If you'd try to define your questions a little more in detail, you'd get better answers.

-- Patrick Pötz
Source: StackOverflow

10/7/2019

I would like to share a developer's perspective which is different than the presented in the question "operation-centric" state of mind.

For developers the Jenkins is also a tool that can trigger the build of the application. Yes, of course, a built artifact can be a docker image as well but this is not what developers really concerned about. You've referred to this as "the usual build things like test" but developers have entire ecosystems around this "usual build".

For example, mvn that you've mentioned has great dependency resolution capabilities. It can alone resolve the dependencies. Roughly the same assumption holds for other build tools. I'll stick with maven during this answer.

So you don't need to maintain dependencies by yourself but, as a Jenkins maintainer, you should give a technical ability to actually build the product (which is running maven that in turn resolves/downloads all the dependencies and then runs the tests, produces tests results and can even create a docker image or even to deploy the image to some images repository if you wish ;) ).

So developers who use some build technologies maintain their own scripts (declarative as in the case of maven or something like make files in case of C++) should be able to run their own tools.

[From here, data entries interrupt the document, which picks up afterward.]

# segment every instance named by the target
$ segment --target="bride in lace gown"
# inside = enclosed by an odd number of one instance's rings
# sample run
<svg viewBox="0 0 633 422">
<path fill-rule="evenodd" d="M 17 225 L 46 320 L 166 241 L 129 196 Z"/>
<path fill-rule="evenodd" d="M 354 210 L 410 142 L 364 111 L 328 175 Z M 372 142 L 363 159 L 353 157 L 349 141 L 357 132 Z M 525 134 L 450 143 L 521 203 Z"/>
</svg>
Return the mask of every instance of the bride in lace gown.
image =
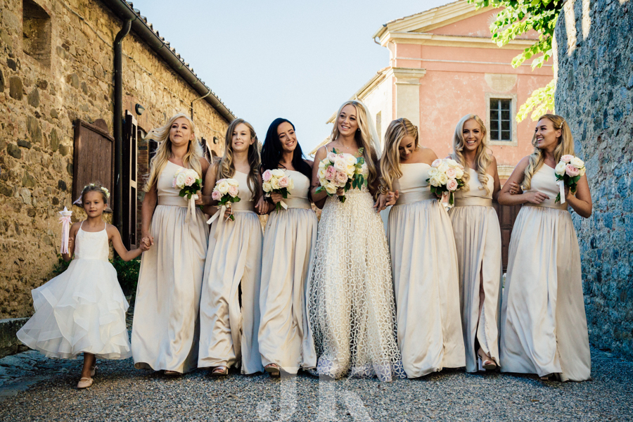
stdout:
<svg viewBox="0 0 633 422">
<path fill-rule="evenodd" d="M 319 357 L 317 372 L 340 378 L 406 376 L 395 338 L 391 263 L 383 220 L 370 189 L 376 187 L 377 137 L 365 106 L 345 103 L 338 110 L 332 142 L 319 149 L 315 162 L 335 148 L 357 155 L 363 148 L 369 189 L 316 193 L 319 166 L 312 172 L 312 199 L 323 207 L 314 266 L 307 290 L 309 322 Z"/>
</svg>

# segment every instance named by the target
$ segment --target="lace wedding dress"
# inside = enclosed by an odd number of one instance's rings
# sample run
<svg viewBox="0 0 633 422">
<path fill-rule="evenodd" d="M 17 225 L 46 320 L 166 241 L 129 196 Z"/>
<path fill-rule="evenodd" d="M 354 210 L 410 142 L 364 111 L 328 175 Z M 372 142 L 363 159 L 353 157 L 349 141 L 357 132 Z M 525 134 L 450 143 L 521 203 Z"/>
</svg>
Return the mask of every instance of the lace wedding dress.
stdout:
<svg viewBox="0 0 633 422">
<path fill-rule="evenodd" d="M 317 372 L 404 378 L 383 220 L 366 188 L 346 197 L 345 203 L 328 198 L 319 223 L 308 290 Z"/>
</svg>

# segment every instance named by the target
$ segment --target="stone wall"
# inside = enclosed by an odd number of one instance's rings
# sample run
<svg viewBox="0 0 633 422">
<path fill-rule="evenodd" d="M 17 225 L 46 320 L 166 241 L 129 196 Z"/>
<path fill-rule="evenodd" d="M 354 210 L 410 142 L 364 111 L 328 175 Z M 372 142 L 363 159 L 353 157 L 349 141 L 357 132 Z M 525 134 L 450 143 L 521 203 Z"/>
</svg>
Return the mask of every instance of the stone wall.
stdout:
<svg viewBox="0 0 633 422">
<path fill-rule="evenodd" d="M 556 114 L 587 162 L 592 217 L 574 215 L 589 338 L 633 357 L 633 1 L 569 0 L 556 25 Z"/>
<path fill-rule="evenodd" d="M 90 0 L 1 0 L 0 16 L 2 319 L 30 315 L 31 289 L 50 278 L 57 262 L 57 212 L 75 199 L 73 122 L 103 119 L 112 133 L 113 41 L 122 23 Z M 134 32 L 124 39 L 123 54 L 124 110 L 145 108 L 135 115 L 141 128 L 191 114 L 200 94 Z M 198 133 L 210 141 L 215 136 L 211 146 L 222 155 L 228 122 L 204 100 L 194 111 Z M 139 150 L 142 170 L 146 143 Z M 80 219 L 82 210 L 73 210 Z"/>
</svg>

Now this picture doesn't contradict with the containerization:

The jenkins image can contain maven/make/npm really a small number of tools just to run the build. The actual scripts can be a part of the application source code base (maintained in git).

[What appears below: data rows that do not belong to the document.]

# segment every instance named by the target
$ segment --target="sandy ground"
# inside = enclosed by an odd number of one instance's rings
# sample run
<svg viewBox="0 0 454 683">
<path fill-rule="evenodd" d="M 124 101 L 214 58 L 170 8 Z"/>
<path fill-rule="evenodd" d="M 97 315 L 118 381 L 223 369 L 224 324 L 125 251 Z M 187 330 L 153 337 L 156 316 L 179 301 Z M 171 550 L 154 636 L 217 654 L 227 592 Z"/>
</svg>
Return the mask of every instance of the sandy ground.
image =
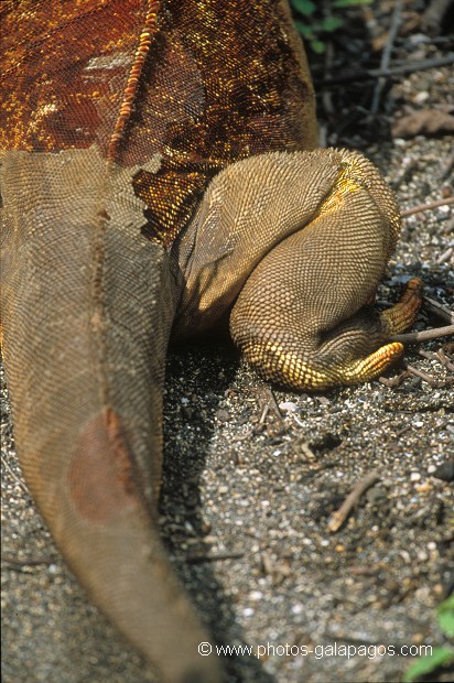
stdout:
<svg viewBox="0 0 454 683">
<path fill-rule="evenodd" d="M 448 186 L 452 142 L 418 137 L 363 151 L 409 207 Z M 406 219 L 379 299 L 396 300 L 418 275 L 452 304 L 452 257 L 437 262 L 452 245 L 447 207 Z M 418 326 L 442 324 L 422 314 Z M 213 644 L 252 646 L 229 658 L 228 681 L 399 681 L 411 661 L 402 646 L 444 642 L 434 607 L 452 581 L 452 375 L 415 347 L 407 360 L 440 386 L 413 377 L 397 388 L 274 391 L 282 422 L 271 410 L 260 429 L 268 386 L 230 347 L 171 353 L 162 530 Z M 8 403 L 2 437 L 2 681 L 153 681 L 53 546 L 20 474 Z M 379 481 L 331 533 L 329 514 L 371 471 Z"/>
</svg>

So when Jenkins gets the notification about the build - it should checkout the source code, run some script (like mvn package), show the test results and then as a separate step or from maven to create an image of your application and upload it to some repository or supply it to the kubernetes cluster depending on your actual devops needs.

Note that during mvn package maven will download all the dependencies (3rd-party packages) into the jenkins workspace, compile everything with Java compiler that you should also obviously need to make available on Jenkins machine.